LONDON, (Reuters) – Although he did not speak about it often, my father regarded bringing Basil D’Oliveira to England as the single act he was most proud of in his life.
It was an act that was to help bring an end to apartheid in South Africa, a system my father first witnessed while commentating on the 1948-49 England tour of the country.
My father slipped away from his wealthy hosts in the white suburbs of Johannesburg and in the black townships saw a poverty he had never before witnessed. He found evil a system that could deny a man the vote and condemn him to a life of poverty just because of the colour of his skin.
He was thus probably bound to be receptive when, in the late 1950s, he started receiving polite letters from a mixed-race South African cricketer he had never met called Basil D’Oliveira.
In his autobiography Time to Declare, Basil said he decided to write to my father because “his voice and the words he spoke convinced me he was a nice, compassionate man”.
Basil had scored 80 centuries in nine years of non-white cricket and had once taken nine for two with the ball. But county club secretaries would turn him down for a place saying: “Yes, but against unknown opposition on matting wickets.”
My father would point out that as a Cape Coloured in South Africa it was certain to be against “unknown opposition” unless they gave him a chance. Through my father’s persuasion a journalist colleague called John Kay eventually got Basil a contract as one of the professionals for the Middleton Cricket Club in the Lancashire League.
Basil had a difficult start. At first he scored few runs in the cold and on the totally different pitches of Lancashire. The story might have ended there had his talent not won through.
POLITICAL FOOTBALL
My father saw his efforts rewarded beyond all expectations when, after a few seasons playing for Worcestershire, Basil was picked for England against West Indies in 1966.
In the winter of 1968 England were due to tour South Africa. The South African authorities had already made it clear through roundabout contacts that they would not be happy to receive an England side containing a Cape Coloured South African.
Despite making 87 not out in the second innings of the first test against Australia that year, Basil was dropped.
By the final test against Australia Basil had still not won back his place but, at the last moment, Roger Prideaux pulled out and Basil was chosen to replace him. He scored 158 and took a crucial wicket in the Australian second innings but still was not picked for the team to tour South Africa.
My father knew what was going on and was angry but he also knew that the facts would speak for themselves. Stoked by his pieces in The Guardian, by newspaper articles by other journalists and politicians, a fire of complaint was raging and, when Tom Cartwright said he was unfit to tour, Basil was chosen to replace him. South African Prime Minister John Vorster described Basil as “a political football” and refused to accept the side. The tour was cancelled. Basil wept at the injustice when he was left out of the side.

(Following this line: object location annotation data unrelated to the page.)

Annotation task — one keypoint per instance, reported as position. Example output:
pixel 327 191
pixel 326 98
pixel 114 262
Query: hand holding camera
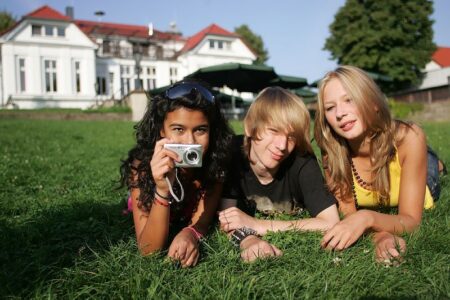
pixel 190 154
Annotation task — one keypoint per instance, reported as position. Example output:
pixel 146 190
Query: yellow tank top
pixel 369 198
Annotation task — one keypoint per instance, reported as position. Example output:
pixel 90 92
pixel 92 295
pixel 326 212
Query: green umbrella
pixel 222 97
pixel 289 82
pixel 308 96
pixel 236 76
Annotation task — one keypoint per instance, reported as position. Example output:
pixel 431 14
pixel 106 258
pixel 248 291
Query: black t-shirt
pixel 297 185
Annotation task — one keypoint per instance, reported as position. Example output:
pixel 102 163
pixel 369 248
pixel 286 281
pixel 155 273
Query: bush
pixel 401 110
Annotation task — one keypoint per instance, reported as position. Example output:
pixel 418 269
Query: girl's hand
pixel 388 247
pixel 184 248
pixel 346 232
pixel 162 165
pixel 233 218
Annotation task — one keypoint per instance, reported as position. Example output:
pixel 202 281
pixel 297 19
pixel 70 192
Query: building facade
pixel 49 59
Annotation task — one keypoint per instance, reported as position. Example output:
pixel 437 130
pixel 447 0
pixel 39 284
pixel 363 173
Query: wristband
pixel 162 202
pixel 240 234
pixel 161 196
pixel 195 232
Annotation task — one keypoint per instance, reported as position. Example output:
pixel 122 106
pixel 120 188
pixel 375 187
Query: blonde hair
pixel 381 129
pixel 280 108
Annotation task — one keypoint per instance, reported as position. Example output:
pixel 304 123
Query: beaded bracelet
pixel 195 232
pixel 161 196
pixel 162 202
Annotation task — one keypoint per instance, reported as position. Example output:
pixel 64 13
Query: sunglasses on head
pixel 185 88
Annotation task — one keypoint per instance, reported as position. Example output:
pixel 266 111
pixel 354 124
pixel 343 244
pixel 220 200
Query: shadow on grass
pixel 35 251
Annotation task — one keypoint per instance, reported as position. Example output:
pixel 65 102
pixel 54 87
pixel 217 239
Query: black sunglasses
pixel 185 88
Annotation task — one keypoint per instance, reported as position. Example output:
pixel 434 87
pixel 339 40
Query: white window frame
pixel 21 82
pixel 53 75
pixel 77 77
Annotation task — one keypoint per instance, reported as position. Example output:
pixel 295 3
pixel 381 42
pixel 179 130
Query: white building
pixel 52 60
pixel 435 85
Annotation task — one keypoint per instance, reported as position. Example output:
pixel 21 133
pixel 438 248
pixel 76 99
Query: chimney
pixel 69 12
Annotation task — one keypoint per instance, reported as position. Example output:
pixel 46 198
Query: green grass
pixel 62 233
pixel 401 110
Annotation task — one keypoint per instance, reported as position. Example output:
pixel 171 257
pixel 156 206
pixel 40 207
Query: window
pixel 22 78
pixel 101 85
pixel 50 76
pixel 106 46
pixel 219 45
pixel 61 31
pixel 173 72
pixel 77 76
pixel 150 78
pixel 36 30
pixel 48 30
pixel 125 79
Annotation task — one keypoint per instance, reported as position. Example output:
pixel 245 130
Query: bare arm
pixel 207 208
pixel 152 229
pixel 412 155
pixel 413 160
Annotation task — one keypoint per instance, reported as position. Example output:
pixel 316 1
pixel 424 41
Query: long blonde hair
pixel 381 129
pixel 283 110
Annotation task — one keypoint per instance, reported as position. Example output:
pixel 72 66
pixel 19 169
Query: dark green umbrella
pixel 222 97
pixel 236 76
pixel 289 82
pixel 308 96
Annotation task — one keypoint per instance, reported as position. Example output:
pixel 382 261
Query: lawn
pixel 63 235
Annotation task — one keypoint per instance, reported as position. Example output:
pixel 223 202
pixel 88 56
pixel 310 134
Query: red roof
pixel 46 12
pixel 442 56
pixel 211 29
pixel 89 27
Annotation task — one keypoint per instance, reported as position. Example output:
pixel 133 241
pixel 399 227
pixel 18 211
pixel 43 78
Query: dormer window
pixel 61 31
pixel 36 30
pixel 219 45
pixel 49 30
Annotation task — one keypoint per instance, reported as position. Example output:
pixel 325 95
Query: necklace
pixel 361 182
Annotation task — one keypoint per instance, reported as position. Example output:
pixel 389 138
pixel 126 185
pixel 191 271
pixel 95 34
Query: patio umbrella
pixel 308 96
pixel 289 82
pixel 236 76
pixel 224 99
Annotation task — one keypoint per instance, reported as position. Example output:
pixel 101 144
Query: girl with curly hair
pixel 167 200
pixel 371 161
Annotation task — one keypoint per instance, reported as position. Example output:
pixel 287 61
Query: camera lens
pixel 191 157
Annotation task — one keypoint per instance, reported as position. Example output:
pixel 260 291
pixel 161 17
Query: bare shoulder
pixel 411 133
pixel 412 140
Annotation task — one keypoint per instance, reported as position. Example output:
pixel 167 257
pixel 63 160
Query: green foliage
pixel 390 37
pixel 254 41
pixel 6 20
pixel 401 110
pixel 62 233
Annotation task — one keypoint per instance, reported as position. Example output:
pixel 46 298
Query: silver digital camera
pixel 190 154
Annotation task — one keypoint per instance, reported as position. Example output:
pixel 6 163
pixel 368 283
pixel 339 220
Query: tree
pixel 254 41
pixel 390 37
pixel 6 20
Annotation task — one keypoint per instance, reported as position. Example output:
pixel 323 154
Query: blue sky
pixel 294 31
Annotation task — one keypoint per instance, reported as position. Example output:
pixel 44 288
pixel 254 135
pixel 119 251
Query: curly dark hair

He kept a dignified silence during the political rows and campaigning that followed but he was with the anti-apartheid campaigners because it was he who once again was being stopped from playing because of the colour of his skin.
Before the South Africans were due in England 18 months later, Peter Hain’s ‘Stop the South Africa Tour’ campaign was in full swing and my father told the BBC that he did not wish to commentate on the tour.
Eventually the Labour government cancelled the South African tour because of fears of public disorder and South Africa’s long period of ostracism from international sport had begun. What effect other countries’ refusal to play South Africa had on public opinion in a sports-mad country we shall never know, but it must certainly have had an impact.
My father’s role in helping to get Basil invited to England in 1960 must surely have been one link in the long chain of events that resulted in Nelson Mandela’s release from Robben Island 30 years later and the abolition of apartheid in 1991.
It was one of the few things that still brought him pleasure during the chronic ill health he endured before he died in December of the same year.